Je lui attrape le poignet pour qu'il s'arrête. Lorsqu'il fait volte-face, je remarque son front qui est barré par un pli, ainsi que ses sourcils qui sont froncés par la concentration. Même s'il n'y a personne aux alentours, je le pousse à l'ombre d'un bâtiment en ruine. Juste par précaution.

- Peut-être que nous pourrions aller chez mon amie Opale ? Je ne sais pas si elle a survécu à l'attaque du vendredi dernier, mais ses parents pourraient peut-être nous accueillir.

J'espère qu'il n'a pas remarqué que ma voix a tremblé lorsque j'ai sorti cette deuxième phrase.

- Hors de question, rétorque Keo en hochant négativement la tête. On va pas prendre un tel risque. Puis mieux vaut mettre le plus de distance possible avec ta maison. Au cas où les patrouilleurs auraient la merveilleuse idée de fouiner aux alentours ...

- D'accord. Mais nous devons nous dépêcher. Chaque seconde que tu passes à l'extérieur est dangereux ... Quelqu'un pourrait t'apercevoir à tout moment.

Le garçon semble en proie aux hésitations. Il fait passer sa main sur son visage foncé, sur ses cheveux frisés, puis derrière sa nuque. Au final, il la laisse retomber le long de son corps. Il se mordille un instant la lèvre inférieure, puis vient jeter son regard sur moi. Mes joues s'échauffent sans raison.

- Je sais pas si c'est une bonne idée, mais peut-être qu'on pourrait descendre dans les souterrains de la ville, suggère le bleu.

- Les souterrains ? répété-je, éberluée. Mais ... Il n'y a que les incolores qui s'y cachent !

- Raison de plus. Personne ne pensera à aller nous chercher en bas, vu qu'il y a que des incolores.

Je ne suis pas vraiment rassurée. Les incolores ne représentent peut-être pas un grand danger pour nous, ils n'en restent pas moins imprévisibles et sauvages. Pourtant, je ravale mes doutes et opine du chef. Je ne crois pas qu'il y ait une meilleure solution, de toute manière.

Il me demande quel est la manière la plus rapide et directe de descendre dans les tréfonds d'Orléans, et je lui réponds que c'est en descendant par une trappe dissimulée près de la Porte Bannier, les restes de ce qui constituait autrefois l'entrée de la ville fût un temps.

- Faut vraiment qu'on bouge, me rappelle Keo. J'ai pas envie qu'on prenne trop de temps, et qu'on soit obligé de rester à découvert une fois l'extinction des feux ...

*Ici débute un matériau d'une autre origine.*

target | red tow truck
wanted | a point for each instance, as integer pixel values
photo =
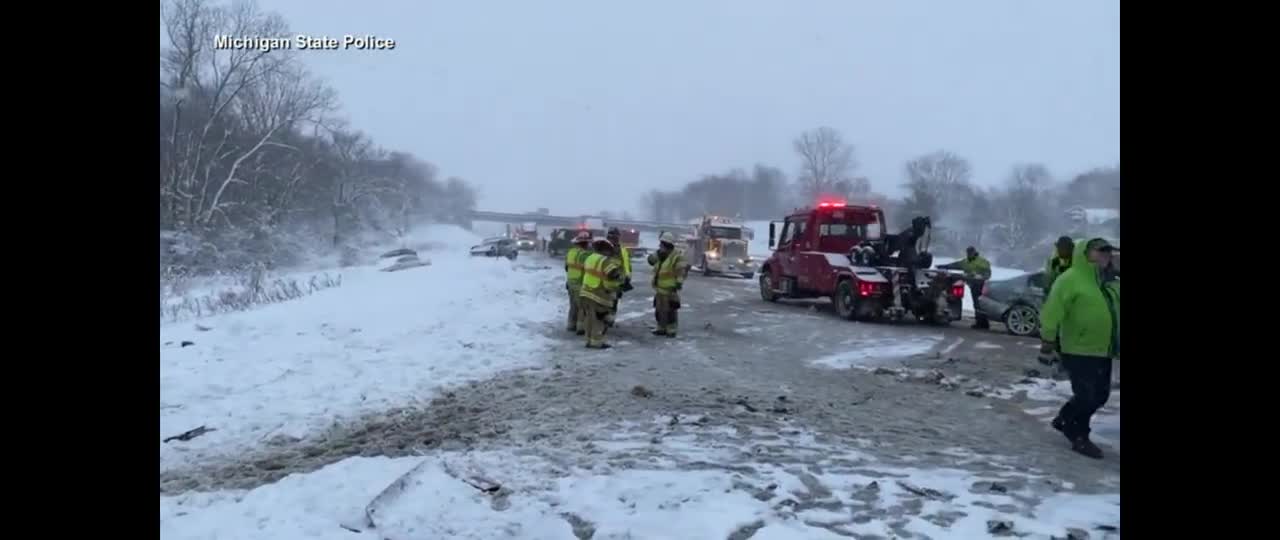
(844, 254)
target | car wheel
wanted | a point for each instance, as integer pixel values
(767, 288)
(1022, 320)
(845, 300)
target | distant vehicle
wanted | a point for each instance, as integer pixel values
(718, 247)
(1016, 301)
(497, 247)
(630, 239)
(841, 252)
(563, 238)
(525, 236)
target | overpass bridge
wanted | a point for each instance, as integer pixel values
(545, 219)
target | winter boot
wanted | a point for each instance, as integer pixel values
(1086, 447)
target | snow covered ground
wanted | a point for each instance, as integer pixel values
(675, 493)
(382, 339)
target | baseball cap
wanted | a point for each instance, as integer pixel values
(1100, 243)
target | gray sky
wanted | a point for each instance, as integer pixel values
(581, 105)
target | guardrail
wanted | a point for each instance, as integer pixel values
(544, 219)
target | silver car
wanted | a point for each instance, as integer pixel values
(1015, 302)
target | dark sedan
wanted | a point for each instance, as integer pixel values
(497, 247)
(1015, 302)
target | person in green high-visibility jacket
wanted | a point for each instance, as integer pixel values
(1059, 261)
(574, 260)
(977, 271)
(615, 237)
(602, 278)
(668, 278)
(1080, 323)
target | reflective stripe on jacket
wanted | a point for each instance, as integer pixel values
(574, 265)
(597, 282)
(670, 273)
(626, 261)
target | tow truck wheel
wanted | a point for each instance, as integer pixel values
(1022, 320)
(767, 288)
(845, 300)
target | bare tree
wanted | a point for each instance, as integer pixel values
(824, 161)
(935, 181)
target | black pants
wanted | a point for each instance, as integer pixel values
(1091, 387)
(974, 292)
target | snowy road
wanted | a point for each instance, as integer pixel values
(750, 396)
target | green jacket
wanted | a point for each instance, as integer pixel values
(1054, 268)
(1083, 310)
(974, 269)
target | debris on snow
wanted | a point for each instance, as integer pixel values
(990, 486)
(191, 434)
(400, 252)
(1000, 526)
(924, 492)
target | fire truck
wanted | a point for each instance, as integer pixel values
(717, 246)
(630, 239)
(525, 236)
(842, 252)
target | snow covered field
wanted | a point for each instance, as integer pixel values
(382, 339)
(676, 493)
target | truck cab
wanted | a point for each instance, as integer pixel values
(812, 259)
(718, 246)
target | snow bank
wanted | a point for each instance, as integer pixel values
(382, 339)
(644, 503)
(877, 352)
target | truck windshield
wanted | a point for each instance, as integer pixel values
(731, 233)
(839, 230)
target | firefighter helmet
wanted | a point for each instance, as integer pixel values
(603, 245)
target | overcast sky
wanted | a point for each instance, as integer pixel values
(581, 105)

Nous courons toute la soirée dans la ville, à en perdre haleine. Heureusement, notre fuite affolée passe pour un footing, et personne ne fait attention à nous. A vingt-deux heures passé - j'ai donné la montre de maman à Keo, pour que nous pussions avoir l'heure -, nous nous arrêtons néanmoins dans une rue déserte. Nous ne sommes plus très loin de la Porte Bannier, mais continuer maintenant, à quelques heures du couvre-feu, serait insensé.